Shi Yinhong, an international relations professor at Renmin University of Beijing, agreed that the four nations are limited in strength.
“It is questionable if they are able to come up with a joint project that can compete with China’s Belt and Road Initiative in terms of global influence,” he said. However, he warned that the nations will continue to exert pressure on China on issues such as South China Sea disputes.
First mentioned during a speech by Chinese President Xi Jinping to university students in Kazakhstan in 2013, China’s Belt and Road plan is a vehicle for the Asian country to take a greater role on the international stage by funding and building global transport and trade links in more than 60 countries.
Xi has heavily promoted the initiative, inviting world leaders to Beijing last May for an inaugural summit at which he pledged US$124 billion in funding for the plan, and enshrining it into the ruling Communist Party’s constitution in October.
Local Chinese governments as well as state and private firms have rushed to offer support by investing overseas and making loans.
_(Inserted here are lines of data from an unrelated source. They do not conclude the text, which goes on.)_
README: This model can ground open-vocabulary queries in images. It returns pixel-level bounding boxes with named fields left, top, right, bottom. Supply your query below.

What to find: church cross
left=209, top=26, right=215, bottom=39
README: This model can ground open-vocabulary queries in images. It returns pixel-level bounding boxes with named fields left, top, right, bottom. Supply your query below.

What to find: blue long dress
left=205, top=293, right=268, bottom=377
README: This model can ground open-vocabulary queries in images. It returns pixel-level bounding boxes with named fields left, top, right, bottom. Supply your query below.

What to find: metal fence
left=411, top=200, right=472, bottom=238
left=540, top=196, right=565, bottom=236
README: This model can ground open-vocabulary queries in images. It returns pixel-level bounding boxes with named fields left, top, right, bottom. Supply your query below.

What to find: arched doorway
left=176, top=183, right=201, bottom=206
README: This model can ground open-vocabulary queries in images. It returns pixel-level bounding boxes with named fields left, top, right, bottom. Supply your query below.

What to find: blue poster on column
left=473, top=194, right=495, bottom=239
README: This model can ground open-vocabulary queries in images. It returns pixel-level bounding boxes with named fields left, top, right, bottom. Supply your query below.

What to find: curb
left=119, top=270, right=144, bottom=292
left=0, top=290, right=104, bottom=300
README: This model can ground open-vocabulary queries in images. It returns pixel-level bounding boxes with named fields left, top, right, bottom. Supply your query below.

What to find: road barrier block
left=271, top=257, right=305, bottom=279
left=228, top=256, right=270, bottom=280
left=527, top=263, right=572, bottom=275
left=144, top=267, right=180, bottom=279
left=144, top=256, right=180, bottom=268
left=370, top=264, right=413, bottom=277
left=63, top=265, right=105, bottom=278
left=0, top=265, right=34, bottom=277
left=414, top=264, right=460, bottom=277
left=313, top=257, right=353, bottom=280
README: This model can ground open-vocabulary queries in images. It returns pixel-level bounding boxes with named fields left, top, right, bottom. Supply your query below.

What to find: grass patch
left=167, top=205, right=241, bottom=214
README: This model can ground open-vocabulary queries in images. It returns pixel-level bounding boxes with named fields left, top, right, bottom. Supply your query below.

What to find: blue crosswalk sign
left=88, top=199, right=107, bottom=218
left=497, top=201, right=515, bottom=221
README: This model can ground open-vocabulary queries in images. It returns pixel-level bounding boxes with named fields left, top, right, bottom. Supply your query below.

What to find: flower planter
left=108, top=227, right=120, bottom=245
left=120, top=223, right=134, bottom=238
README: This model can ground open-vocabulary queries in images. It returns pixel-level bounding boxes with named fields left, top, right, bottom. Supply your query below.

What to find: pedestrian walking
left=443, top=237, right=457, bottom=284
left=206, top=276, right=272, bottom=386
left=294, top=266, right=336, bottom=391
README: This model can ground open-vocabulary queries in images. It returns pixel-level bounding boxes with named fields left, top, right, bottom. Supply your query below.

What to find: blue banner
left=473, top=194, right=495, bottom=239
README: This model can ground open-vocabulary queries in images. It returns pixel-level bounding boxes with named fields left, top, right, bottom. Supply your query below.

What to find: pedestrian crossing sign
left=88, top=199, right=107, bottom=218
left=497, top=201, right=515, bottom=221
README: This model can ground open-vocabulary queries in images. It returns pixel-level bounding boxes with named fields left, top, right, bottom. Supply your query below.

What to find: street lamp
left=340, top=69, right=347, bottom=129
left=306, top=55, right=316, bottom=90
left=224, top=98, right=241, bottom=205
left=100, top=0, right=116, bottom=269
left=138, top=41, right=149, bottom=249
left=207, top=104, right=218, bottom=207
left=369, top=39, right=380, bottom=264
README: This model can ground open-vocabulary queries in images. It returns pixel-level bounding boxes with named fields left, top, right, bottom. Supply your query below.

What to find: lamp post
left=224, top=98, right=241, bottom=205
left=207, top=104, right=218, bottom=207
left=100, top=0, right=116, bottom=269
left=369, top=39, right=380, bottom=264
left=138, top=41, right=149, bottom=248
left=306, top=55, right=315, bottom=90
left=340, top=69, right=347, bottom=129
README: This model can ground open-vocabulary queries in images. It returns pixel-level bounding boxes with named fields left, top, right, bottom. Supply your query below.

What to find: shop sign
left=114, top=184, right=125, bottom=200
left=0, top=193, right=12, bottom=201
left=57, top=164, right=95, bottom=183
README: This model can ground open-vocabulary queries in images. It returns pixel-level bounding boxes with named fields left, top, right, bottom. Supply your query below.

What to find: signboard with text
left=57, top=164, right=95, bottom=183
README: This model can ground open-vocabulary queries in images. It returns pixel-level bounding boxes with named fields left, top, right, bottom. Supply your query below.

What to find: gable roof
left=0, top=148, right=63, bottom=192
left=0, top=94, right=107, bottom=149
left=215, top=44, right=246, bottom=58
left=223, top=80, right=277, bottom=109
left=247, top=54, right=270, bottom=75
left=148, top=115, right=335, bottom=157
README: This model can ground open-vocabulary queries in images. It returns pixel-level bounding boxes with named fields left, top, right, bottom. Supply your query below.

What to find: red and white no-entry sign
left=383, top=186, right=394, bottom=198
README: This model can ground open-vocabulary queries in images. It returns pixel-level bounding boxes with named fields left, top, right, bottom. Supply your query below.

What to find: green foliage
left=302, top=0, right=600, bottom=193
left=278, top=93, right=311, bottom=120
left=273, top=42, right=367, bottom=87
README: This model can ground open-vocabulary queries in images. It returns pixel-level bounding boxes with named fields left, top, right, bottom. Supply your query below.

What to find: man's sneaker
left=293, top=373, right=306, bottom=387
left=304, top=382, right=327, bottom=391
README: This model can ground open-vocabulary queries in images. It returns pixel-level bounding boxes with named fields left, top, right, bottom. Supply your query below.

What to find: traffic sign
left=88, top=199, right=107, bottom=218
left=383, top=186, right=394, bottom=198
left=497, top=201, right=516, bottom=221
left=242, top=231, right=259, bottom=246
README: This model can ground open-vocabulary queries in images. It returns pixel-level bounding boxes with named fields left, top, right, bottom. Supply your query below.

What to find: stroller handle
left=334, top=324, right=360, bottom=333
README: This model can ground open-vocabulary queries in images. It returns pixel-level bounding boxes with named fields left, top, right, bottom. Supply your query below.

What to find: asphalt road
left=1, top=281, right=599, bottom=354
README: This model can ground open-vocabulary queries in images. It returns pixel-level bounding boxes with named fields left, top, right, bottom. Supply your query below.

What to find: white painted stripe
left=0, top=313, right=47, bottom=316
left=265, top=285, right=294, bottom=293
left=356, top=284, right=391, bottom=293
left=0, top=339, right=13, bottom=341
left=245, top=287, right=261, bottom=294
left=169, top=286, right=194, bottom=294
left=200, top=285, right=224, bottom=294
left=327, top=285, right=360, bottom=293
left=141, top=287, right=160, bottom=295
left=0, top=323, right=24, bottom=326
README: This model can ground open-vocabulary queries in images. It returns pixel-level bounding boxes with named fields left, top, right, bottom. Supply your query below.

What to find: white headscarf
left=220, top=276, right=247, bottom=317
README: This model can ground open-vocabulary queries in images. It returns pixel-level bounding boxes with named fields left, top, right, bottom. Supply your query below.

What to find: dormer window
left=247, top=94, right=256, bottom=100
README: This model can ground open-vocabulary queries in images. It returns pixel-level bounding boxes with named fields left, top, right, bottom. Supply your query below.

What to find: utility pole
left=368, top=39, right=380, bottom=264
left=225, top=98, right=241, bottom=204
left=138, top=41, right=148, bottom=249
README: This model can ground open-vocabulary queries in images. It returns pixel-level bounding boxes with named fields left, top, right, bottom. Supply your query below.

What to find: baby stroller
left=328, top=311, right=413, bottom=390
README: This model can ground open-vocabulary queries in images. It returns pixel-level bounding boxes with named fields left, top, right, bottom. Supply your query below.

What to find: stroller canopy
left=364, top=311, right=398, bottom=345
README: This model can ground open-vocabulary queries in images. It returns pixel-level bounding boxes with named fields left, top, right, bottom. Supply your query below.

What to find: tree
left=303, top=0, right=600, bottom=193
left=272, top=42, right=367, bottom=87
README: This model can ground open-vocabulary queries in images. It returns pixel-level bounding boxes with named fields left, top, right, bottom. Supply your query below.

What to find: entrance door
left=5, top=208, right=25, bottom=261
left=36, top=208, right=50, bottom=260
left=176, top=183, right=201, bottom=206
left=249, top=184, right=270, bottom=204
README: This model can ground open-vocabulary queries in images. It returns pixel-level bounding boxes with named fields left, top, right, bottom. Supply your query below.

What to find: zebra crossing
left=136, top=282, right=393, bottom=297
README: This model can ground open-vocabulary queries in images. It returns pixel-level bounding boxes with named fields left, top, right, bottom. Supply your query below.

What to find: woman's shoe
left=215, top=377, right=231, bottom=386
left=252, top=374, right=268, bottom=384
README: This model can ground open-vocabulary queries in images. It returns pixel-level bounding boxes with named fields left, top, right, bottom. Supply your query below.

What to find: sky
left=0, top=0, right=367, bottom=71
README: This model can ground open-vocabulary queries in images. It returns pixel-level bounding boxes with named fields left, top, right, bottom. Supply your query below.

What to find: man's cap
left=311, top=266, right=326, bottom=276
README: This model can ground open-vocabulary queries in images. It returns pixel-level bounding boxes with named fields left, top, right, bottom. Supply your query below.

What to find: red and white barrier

The United States, Japan, India and Australia have recently revived four-way talks to deepen security cooperation and coordinate alternatives for regional infrastructure financing to that offered by China.
The so-called Quad to discuss and cooperate on security first met as an initiative a decade ago – much to the annoyance of China, which saw it as an attempt by regional democracies to contain its advances. The quartet held talks in Manila on the sidelines of the November Asean and East Asia Summits.